There are at least two errors concerning joy that one might weave into. There is the strong temptation to seek joy in all of the wrong places. There is also the perceived virtue of ignoring joy and gritting one's teeth and surviving life. In the first temptation expectation is placed on people, things and philosophies that cannot meet the demand for joy. The second temptation is driven more by a pride that is always suspicious of the smile.
Solomon, in Ecclesiastes, understood both temptations. He had looked for joy and withheld no good thing from himself. At his disposal were almost unlimited riches, the best food and drink, beautiful women, great power and awe-inspiring wisdom. He tried to suck all of the joy that he could from those and other things. His conclusion--they were all empty. He despaired of life.
He also points out the emptiness of not being able to enjoy one's life. He called this "a grievous evil" (6:1-3).
At the end of the day Solomon commends joy. This joy is characterized by a merry heart and a radiant countenance.
...A man's wisdom makes his face shine, and the hardness of his face is changed (8:1).
And I commend joy for man has nothing better under the sun but to eat and drink and be joyful, for this will go with him in his toil through the days of his life that God has given him under the sun (15).
Those who look to him (the LORD) are radiant and their faces shall never be ashamed (Psalm 34:5).
Joy is a strong witness to our faith in God. It tells the world that God is great and that He is good. It says that God is not a cosmic killjoy but that he delights to give good gifts to his children (Romans 8:32).
Solomon commands joy. This sounds strange to us. We tend to think of joy as a spontaneous physical reaction to good circumstances. If the children obey the first time then we are joyful. If nothing breaks, no one interrupts our carefully thought out schedule and pleasant experiences walk through our front door then we are joyful. Joy, however, is not based on circumstances (see Philippians chapter four).
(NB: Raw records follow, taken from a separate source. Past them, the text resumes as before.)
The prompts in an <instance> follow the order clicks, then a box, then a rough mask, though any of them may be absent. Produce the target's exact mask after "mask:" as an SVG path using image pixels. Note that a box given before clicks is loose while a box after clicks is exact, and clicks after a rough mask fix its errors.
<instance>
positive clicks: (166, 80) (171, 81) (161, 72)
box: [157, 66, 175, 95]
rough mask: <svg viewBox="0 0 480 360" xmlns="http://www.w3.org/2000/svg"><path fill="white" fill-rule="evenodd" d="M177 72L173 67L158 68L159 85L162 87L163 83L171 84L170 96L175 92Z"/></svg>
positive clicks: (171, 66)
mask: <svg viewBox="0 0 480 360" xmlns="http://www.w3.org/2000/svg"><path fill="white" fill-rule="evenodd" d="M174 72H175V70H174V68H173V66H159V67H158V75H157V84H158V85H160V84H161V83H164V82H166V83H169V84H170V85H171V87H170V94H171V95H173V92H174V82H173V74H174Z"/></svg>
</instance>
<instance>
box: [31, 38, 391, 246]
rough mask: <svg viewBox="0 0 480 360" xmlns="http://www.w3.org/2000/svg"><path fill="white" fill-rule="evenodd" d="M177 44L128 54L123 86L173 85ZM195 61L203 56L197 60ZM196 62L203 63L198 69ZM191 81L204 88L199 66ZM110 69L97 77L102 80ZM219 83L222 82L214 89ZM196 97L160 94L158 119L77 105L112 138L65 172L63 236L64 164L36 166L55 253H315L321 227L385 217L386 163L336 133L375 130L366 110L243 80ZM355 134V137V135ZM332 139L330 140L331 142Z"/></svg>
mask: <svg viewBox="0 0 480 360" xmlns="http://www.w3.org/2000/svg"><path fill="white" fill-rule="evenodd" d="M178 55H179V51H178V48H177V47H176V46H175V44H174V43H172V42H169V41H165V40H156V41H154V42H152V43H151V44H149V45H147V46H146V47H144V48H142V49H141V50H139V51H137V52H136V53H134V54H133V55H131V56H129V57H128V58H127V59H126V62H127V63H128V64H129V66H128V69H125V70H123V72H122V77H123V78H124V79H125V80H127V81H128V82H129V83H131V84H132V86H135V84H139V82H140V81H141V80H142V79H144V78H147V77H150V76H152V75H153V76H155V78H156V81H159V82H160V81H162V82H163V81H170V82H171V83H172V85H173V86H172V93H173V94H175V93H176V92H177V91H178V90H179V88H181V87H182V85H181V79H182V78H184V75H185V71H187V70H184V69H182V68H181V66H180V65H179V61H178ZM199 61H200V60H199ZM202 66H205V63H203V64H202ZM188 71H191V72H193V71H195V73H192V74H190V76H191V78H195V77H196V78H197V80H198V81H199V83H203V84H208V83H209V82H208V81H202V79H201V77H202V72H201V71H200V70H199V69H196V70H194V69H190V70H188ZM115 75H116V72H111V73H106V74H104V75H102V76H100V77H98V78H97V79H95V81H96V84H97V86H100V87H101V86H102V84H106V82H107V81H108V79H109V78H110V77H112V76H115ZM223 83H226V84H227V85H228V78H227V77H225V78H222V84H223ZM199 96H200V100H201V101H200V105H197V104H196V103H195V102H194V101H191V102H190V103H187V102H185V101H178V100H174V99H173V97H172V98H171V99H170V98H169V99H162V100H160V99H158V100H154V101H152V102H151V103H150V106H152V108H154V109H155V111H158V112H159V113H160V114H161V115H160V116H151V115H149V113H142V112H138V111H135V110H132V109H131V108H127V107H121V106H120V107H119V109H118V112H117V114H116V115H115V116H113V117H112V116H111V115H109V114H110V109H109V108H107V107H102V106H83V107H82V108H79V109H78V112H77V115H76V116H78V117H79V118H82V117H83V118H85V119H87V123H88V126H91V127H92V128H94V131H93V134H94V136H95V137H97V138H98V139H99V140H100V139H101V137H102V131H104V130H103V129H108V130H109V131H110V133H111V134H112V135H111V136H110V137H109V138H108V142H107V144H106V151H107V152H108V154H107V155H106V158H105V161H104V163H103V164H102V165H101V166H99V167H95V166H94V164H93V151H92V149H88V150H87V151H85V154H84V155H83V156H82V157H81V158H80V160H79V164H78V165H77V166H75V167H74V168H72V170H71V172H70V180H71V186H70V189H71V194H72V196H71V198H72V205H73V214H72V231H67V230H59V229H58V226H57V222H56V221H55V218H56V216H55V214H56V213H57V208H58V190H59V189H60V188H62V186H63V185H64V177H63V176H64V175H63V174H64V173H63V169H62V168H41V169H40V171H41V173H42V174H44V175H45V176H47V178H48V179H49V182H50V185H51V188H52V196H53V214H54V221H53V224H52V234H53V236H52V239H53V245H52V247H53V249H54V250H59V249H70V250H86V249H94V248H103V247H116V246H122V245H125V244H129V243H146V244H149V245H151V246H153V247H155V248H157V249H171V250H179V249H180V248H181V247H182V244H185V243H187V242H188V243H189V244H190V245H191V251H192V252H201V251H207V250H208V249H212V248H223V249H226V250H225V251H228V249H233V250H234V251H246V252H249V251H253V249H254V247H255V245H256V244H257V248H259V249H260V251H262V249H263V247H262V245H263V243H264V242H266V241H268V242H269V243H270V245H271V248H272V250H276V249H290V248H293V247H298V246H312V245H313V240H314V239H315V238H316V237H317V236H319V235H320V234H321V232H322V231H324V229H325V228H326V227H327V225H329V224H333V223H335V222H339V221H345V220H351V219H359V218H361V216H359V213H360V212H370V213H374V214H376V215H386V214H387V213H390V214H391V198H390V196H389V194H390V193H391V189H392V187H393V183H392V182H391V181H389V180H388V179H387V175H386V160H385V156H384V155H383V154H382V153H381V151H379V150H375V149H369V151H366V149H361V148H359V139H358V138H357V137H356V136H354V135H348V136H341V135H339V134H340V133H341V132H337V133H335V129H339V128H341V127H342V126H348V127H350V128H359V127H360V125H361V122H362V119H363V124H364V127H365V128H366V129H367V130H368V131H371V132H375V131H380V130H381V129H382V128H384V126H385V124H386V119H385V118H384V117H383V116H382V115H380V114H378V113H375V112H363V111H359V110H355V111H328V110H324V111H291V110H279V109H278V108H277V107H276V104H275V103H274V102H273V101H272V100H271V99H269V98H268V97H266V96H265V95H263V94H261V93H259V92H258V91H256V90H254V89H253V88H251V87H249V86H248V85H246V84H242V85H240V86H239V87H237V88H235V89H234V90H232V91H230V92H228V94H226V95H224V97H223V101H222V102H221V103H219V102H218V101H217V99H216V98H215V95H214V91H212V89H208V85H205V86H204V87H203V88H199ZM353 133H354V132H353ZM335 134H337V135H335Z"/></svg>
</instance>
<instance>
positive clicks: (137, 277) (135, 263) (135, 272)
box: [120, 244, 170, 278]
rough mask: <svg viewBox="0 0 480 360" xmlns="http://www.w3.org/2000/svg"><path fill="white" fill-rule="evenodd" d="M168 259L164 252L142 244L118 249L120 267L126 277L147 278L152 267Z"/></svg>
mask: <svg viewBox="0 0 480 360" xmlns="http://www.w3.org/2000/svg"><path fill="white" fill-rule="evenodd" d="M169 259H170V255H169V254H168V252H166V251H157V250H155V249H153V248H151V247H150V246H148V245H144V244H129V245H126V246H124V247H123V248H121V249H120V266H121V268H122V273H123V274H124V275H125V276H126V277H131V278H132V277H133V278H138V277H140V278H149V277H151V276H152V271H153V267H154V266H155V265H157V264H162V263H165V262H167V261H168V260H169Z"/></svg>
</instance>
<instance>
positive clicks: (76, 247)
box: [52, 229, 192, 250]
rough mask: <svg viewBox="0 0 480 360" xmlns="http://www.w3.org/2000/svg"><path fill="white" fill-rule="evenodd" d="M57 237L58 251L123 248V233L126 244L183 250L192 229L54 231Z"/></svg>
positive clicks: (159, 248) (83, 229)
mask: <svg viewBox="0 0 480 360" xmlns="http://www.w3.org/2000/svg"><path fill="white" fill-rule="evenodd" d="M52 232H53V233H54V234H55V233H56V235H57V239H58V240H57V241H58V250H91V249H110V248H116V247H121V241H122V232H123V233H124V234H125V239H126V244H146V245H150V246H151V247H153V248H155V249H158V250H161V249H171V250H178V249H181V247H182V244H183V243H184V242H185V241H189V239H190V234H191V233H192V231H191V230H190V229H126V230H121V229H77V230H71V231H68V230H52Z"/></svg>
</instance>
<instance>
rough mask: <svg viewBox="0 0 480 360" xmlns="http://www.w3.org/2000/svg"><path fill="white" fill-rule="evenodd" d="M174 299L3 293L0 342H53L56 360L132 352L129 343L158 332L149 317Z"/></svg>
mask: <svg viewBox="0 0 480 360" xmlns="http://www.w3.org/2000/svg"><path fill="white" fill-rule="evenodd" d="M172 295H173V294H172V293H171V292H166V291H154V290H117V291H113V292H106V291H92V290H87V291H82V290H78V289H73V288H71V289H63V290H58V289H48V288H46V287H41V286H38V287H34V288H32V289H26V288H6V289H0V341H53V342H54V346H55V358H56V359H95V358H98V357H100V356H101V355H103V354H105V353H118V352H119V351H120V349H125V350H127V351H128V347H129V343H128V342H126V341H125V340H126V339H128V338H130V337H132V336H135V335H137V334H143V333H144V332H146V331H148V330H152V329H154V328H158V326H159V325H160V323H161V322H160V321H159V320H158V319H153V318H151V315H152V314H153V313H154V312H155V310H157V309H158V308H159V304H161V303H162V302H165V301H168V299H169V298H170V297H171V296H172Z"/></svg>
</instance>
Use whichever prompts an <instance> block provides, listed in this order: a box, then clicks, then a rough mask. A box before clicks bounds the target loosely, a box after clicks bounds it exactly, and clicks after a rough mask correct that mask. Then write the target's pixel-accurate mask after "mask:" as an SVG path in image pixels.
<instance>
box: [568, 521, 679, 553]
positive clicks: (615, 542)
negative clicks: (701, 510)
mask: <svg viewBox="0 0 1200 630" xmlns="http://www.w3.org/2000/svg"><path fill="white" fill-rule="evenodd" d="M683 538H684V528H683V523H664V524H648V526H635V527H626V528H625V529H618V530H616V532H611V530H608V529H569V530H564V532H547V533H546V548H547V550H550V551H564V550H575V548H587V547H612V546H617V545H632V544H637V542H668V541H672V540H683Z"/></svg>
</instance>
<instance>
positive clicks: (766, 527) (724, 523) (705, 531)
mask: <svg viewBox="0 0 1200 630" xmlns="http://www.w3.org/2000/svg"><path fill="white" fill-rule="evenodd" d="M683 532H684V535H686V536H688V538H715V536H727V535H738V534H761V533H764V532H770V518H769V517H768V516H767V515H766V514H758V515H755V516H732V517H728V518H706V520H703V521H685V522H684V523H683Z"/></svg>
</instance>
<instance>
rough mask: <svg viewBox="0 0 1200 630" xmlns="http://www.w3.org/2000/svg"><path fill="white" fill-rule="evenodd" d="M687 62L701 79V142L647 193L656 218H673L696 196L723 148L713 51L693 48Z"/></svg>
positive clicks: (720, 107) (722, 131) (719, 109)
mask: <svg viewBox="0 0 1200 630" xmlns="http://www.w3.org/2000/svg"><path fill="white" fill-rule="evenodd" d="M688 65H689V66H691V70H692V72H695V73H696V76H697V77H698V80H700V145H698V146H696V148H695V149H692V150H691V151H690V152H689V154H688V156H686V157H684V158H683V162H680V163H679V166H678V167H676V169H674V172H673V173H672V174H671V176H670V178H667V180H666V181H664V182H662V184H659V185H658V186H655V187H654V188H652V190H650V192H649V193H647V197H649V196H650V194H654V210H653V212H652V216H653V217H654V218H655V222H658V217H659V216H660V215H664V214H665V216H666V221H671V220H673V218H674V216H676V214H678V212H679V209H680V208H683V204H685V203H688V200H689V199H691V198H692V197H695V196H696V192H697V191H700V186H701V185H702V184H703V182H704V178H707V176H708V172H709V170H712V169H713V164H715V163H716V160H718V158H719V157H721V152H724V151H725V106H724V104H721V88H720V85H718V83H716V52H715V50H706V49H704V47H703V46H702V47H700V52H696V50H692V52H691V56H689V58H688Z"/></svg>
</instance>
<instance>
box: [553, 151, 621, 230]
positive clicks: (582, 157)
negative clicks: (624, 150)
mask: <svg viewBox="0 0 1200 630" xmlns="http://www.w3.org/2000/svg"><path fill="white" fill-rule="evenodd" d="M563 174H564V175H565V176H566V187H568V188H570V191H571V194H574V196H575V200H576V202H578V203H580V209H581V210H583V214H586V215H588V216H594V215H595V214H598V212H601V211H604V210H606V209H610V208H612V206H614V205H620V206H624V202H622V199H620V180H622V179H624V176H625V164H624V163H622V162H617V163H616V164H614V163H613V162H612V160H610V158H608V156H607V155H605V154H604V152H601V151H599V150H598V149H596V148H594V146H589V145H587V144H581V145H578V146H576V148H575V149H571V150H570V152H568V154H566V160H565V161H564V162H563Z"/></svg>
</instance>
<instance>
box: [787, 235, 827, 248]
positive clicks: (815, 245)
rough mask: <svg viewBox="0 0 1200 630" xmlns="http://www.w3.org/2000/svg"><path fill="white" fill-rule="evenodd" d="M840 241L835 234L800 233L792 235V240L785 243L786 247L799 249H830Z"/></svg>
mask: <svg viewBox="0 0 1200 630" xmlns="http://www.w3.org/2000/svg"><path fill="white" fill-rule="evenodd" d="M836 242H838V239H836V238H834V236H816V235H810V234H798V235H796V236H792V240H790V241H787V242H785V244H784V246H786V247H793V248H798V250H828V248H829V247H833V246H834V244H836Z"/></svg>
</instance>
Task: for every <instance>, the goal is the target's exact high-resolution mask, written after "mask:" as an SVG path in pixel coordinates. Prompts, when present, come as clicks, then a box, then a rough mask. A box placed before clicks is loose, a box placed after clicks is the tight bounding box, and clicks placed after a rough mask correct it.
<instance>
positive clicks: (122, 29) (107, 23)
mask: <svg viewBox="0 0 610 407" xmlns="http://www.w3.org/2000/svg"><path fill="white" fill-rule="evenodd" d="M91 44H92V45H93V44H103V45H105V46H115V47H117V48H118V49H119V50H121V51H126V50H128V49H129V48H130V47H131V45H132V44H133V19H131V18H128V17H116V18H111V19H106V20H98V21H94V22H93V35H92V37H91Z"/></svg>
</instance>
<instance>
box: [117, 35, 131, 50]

Yes, Solomon not only commends but he also commands joy.
Go eat your bread with joy, and drink your wine with a merry heart, for God has already approved what you do. let your garments be always white. Let not oil be lacking on your head. Enjoy life with the wife whom you love, all the days of your vain life that he has given you under the sun, because this is your portion in life and in your toil at which you toil under the sun (Ecclesiastes 9:1-10).
Joy is commended and commanded and testifies to our faith. The joyful heart, the radiant face, the cheerful countenance commends the one who has given us all things to enjoy (I Timothy 6:17).
I am suspicious of the raging fundamentalist who seems afraid of joy. He is always reminding others of rules, laws and regulations which, he imagines, will help them to obey God's law. I am also suspicious of the floating antinomian who, like a helium filled balloon, simply flies in the wind and hopes to find real joy in a "no-strings-attached" freedom.
I am not concerned that I might have too much joy. My fear is that I am not joyful enough or that I will look for joy in all the wrong places. When one is joyful in the Lord then he can eat, drink and enjoy his wife to the glory of God.
Do you want to commend the goodness of God and be a powerful witness of Christ? Rejoice! C.S. Lewis wrote, ...no one is ultimately able to 'suppress' an author who is 'obstinately pleasurable.' (Alister McGrath on C.S. Lewis).
Will anyone ultimately be able to suppress a Christian who is obstinately pleasurable? You will never know unless you hear the commendation and obey the command to rejoice in the Lord.